| > at least not beyond their own avoidance of wrongdoing Such as enforcing that people contracted to carry out work on their behalf do so in a manner that conforms to their ethical stands? A fund policing the habits of an investment is literally the people who own the business policing the actions of their employees -- I think most of us agree that a business has the right to enforce ethical standards on employees. > not the police or courts Both of these institutions are primarily complaint driven -- the fund filed a complaint that people they employed violated the rules of their employment and is asking the courts to make it right. (Slight more convoluted, but that's the gist of it.) > state is the plaintiff in criminal cases That has nothing to do with indemnifying someone from the financial consequences of their actions -- a third party can offer to pay your penalties. > seems to be benchmark asking that newly added board seats be removed Are there no prior cases where board actions to create board seats were reverse because of fraud? I'm skeptical. But more to the point -- so what? We have well established law that you can revisit agreements made on a fraudulent basis and they're asking the courts to mediate just such a dispute. I'm actually unsure how you think any of this should work based on your objections, aside from that corporate managers shouldn't be liable, even to the corporate owners, for their actions. |
this seems to be equivocating on "policing".
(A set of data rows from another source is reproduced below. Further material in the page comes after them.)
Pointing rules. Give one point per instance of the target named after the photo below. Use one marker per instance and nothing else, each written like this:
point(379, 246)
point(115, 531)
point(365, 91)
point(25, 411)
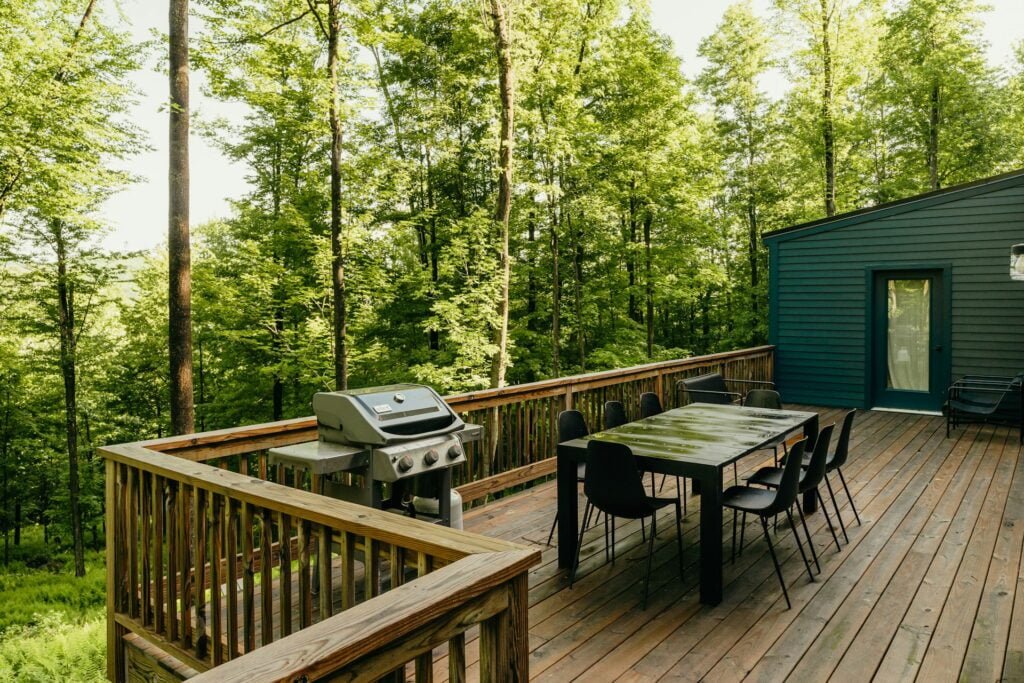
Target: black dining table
point(696, 441)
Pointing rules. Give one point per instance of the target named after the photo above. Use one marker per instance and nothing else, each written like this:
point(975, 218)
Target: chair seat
point(973, 408)
point(644, 508)
point(767, 476)
point(748, 499)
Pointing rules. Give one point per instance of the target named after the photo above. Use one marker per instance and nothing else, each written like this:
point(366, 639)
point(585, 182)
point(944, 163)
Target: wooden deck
point(929, 588)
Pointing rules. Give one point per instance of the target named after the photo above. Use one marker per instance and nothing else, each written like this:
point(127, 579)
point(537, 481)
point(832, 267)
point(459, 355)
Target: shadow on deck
point(929, 588)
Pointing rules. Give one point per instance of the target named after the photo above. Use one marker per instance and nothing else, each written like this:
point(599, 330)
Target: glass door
point(909, 349)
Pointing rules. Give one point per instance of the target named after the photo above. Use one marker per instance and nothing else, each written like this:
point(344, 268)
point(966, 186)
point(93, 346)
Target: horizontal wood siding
point(819, 306)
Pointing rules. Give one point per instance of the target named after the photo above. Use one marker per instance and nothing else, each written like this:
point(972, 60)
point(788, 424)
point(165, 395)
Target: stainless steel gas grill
point(395, 443)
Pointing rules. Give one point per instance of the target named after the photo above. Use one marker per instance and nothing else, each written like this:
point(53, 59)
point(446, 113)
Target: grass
point(52, 627)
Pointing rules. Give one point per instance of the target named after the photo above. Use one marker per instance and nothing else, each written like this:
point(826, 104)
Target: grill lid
point(379, 416)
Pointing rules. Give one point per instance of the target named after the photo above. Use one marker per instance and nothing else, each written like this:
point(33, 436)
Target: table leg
point(567, 510)
point(711, 538)
point(810, 498)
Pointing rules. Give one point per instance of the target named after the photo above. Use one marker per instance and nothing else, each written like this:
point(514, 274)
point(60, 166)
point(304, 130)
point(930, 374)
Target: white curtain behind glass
point(909, 328)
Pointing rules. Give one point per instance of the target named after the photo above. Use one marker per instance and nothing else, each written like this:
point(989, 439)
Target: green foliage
point(42, 587)
point(55, 649)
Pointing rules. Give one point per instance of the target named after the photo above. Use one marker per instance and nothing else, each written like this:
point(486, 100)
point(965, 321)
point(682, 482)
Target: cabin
point(883, 307)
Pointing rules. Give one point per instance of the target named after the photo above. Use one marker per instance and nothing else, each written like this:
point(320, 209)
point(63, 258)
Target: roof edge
point(904, 203)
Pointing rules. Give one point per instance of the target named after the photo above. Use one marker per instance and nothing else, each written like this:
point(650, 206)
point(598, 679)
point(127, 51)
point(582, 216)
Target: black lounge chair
point(714, 388)
point(986, 399)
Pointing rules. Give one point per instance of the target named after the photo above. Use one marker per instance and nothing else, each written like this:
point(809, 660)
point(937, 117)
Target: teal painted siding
point(819, 307)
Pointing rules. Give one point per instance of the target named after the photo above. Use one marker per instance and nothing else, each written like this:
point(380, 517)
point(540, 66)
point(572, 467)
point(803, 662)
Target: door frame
point(943, 332)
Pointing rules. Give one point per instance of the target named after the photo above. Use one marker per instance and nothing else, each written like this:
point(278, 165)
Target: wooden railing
point(231, 566)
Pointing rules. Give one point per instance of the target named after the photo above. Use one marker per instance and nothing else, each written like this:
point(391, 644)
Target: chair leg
point(583, 527)
point(732, 559)
point(650, 553)
point(810, 542)
point(606, 555)
point(800, 544)
point(832, 495)
point(824, 511)
point(774, 559)
point(612, 539)
point(679, 536)
point(742, 532)
point(847, 489)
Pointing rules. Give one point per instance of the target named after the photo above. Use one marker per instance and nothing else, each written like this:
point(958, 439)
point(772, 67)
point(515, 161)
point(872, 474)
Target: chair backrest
point(709, 388)
point(613, 483)
point(649, 404)
point(788, 484)
point(816, 468)
point(764, 398)
point(571, 425)
point(614, 414)
point(843, 444)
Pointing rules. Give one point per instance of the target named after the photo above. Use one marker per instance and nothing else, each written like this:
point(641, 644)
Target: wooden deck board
point(940, 552)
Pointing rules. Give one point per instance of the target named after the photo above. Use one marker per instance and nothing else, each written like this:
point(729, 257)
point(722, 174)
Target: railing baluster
point(133, 541)
point(285, 553)
point(184, 547)
point(266, 577)
point(248, 580)
point(159, 501)
point(305, 587)
point(371, 577)
point(324, 565)
point(202, 545)
point(232, 531)
point(217, 579)
point(457, 659)
point(348, 542)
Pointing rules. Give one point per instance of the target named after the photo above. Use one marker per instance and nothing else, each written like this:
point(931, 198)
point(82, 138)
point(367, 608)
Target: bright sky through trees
point(138, 215)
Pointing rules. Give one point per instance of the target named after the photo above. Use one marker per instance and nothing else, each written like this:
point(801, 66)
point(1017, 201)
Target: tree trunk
point(179, 294)
point(934, 121)
point(648, 274)
point(506, 86)
point(337, 253)
point(827, 122)
point(556, 293)
point(69, 337)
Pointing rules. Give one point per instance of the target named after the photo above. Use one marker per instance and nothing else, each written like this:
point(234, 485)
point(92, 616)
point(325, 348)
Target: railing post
point(115, 632)
point(519, 629)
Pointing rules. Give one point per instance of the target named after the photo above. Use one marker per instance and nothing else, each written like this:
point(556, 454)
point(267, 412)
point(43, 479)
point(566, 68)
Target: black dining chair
point(614, 414)
point(772, 400)
point(809, 481)
point(766, 503)
point(837, 459)
point(650, 404)
point(613, 485)
point(571, 425)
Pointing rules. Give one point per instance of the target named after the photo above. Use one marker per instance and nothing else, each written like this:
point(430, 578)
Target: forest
point(437, 197)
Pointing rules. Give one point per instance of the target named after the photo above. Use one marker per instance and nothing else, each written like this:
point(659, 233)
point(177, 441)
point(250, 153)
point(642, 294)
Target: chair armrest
point(734, 395)
point(758, 382)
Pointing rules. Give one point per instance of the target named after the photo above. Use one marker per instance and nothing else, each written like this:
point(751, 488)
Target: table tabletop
point(702, 433)
point(696, 440)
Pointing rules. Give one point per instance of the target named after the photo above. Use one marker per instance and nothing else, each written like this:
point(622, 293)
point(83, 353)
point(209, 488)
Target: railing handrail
point(328, 646)
point(437, 541)
point(252, 437)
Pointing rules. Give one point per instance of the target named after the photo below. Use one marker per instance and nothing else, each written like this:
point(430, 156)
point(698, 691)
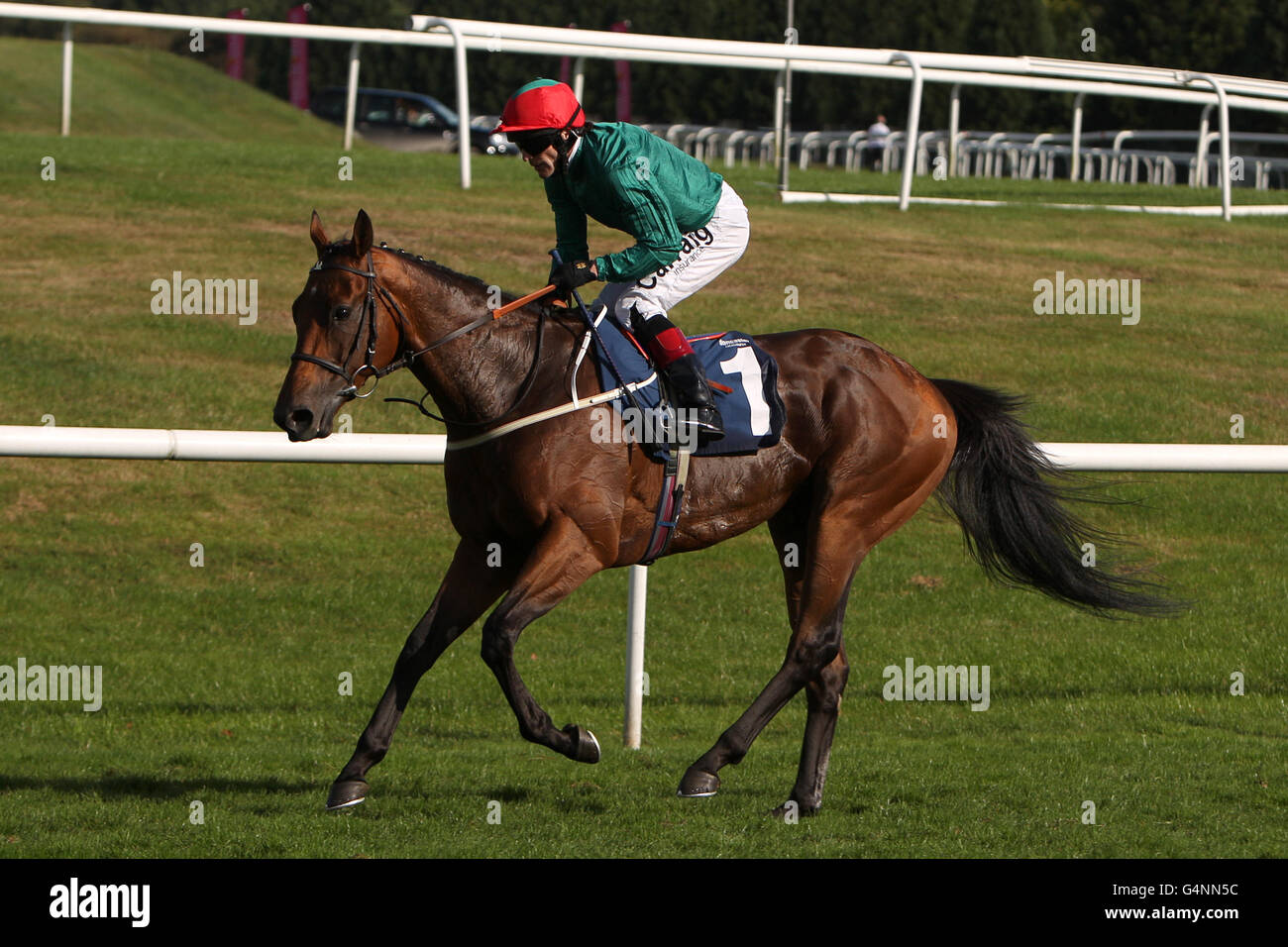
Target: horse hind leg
point(823, 694)
point(467, 590)
point(816, 575)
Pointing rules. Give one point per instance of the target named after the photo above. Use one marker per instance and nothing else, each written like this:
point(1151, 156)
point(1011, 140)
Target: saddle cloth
point(752, 411)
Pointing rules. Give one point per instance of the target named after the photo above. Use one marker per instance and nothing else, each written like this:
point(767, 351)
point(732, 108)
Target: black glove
point(570, 275)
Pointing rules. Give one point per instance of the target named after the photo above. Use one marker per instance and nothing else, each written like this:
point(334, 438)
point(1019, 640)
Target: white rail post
point(954, 111)
point(911, 136)
point(636, 599)
point(579, 80)
point(785, 144)
point(1199, 178)
point(1077, 136)
point(1224, 111)
point(67, 78)
point(351, 102)
point(463, 94)
point(778, 118)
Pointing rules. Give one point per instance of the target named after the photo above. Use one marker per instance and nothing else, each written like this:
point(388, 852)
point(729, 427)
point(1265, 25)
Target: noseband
point(369, 312)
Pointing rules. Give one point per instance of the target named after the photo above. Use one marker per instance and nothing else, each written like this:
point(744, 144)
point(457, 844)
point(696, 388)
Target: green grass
point(222, 684)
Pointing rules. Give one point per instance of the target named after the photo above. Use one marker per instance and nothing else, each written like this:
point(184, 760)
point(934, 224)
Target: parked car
point(406, 121)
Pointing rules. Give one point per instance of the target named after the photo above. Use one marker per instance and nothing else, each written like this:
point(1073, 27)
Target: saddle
point(743, 379)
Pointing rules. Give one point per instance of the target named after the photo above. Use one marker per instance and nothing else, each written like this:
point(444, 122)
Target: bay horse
point(866, 441)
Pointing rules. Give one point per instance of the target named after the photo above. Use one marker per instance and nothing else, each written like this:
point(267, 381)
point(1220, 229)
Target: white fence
point(149, 444)
point(1034, 73)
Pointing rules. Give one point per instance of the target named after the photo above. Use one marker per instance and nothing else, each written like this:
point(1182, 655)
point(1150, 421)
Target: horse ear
point(318, 236)
point(362, 237)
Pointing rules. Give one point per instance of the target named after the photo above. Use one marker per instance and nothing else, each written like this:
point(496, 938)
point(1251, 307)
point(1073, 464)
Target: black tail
point(1010, 500)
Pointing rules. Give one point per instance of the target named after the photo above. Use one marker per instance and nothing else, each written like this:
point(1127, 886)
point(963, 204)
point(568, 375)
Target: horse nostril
point(299, 420)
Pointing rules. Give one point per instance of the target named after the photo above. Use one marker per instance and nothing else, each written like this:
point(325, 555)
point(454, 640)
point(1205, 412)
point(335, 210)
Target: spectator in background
point(876, 145)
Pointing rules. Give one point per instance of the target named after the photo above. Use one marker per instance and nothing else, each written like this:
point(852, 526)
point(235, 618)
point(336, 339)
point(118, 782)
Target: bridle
point(375, 291)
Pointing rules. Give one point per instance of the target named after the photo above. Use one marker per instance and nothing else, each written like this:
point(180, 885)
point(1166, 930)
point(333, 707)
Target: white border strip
point(1190, 210)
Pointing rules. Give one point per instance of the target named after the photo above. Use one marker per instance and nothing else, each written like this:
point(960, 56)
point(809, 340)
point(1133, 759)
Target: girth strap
point(669, 505)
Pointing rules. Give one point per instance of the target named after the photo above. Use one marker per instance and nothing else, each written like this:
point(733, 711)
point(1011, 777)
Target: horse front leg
point(561, 562)
point(464, 594)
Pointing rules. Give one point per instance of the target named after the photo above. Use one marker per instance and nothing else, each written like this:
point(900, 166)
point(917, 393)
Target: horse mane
point(447, 273)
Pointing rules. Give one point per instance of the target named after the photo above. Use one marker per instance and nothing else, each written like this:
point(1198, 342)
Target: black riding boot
point(673, 356)
point(695, 398)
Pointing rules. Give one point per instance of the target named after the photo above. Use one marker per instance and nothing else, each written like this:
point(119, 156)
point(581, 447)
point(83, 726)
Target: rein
point(370, 305)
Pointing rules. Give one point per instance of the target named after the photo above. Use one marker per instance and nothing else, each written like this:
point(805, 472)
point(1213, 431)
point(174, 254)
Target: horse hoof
point(585, 748)
point(346, 793)
point(698, 784)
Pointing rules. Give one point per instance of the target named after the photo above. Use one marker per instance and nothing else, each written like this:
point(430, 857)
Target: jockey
point(690, 226)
> That has nothing to do with indemnifying someone from the financial consequences of their actions
you stated "criminal actions". if kalanick committed a crime, it is the state that pursues this in court. afaik all that is occurring is that benchmark is pursuing a civil case.
> Are there no prior cases where board actions to create board seats were reverse because of fraud?
are you referring to criminal or civil wrongdoing?
> I'm actually unsure how you think any of this should work based on your objections
it just seemed to me that you were suggesting private entities pursue criminals and "fight crime", perhaps as some form of vigilantism. ...perhaps like batman?